After two or three weeks of anxious waiting, Jean announced that Pickering would bring my order to work the following day. Jean brought the small carton home, and I raced upstairs to my room to inspect my cache. I couldn’t wait for the next day to tell my friends, Chris Brown, Tommy White and a boy I call Tim  about what I had. Setting them off by myself held no appeal; I had to share to enjoy them at all.

I kept the box in the blanket chest below the window in my bedroom and gave the fireworks to friends as the Fourth approached— with the understanding that we shoot them off together.  We did, mostly in the back yard at Eighteen Pearl during the daytime when we wouldn’t attract attention, or the police. We even fired off a couple of rockets there and had no idea where the hot debris landed.

Kids who wanted to set them off by themselves or with others had to pay me cash, I decided. After all, It added a little cachet to my otherwise powerless existence. I sold the final half-string of one-inchers individually for a quarter each, except for the last two or three which I sold to Tim for fifty cents each.

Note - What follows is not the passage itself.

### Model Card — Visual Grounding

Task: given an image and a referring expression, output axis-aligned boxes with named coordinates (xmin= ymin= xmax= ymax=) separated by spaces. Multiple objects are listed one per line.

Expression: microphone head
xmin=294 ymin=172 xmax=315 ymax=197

The association of New Hampshire with fireworks lay submerged in the recesses of my mind along with other childhood exploits and misadventures; I hadn’t thought about it for over sixty years. Then I read of the indictment of Dzhokhar Tsarnaev, one of the two brothers accused in the Boston Marathon bombing that killed three people and injured more than two-hundred others on April 15, 2013  Tamerlan, the deceased older brother, had visited Phantom Fireworks in Seabrook, New Hampshire in February and bought 48 mortars, which, the indictment alleged, the two of them used to construct the pressure cooker bombs that they detonated at the marathon’s finish line. It seems that fireworks laws in New Hampshire hadn’t changed much. Just like us at age twelve sixty years ago, they had salvaged gunpowder from ordinary fireworks.

Eighteen Pearl Street in 2012

Eighteen Pearl Street in 2012

We moved from Eighteen Pearl in the summer of 1951, just before I started junior high school. Jean sold it a couple of years later and eventually moved to Florida. The house looked shabby when I walked by during my high school years, but now it is restored to its delightful Victorian splendor.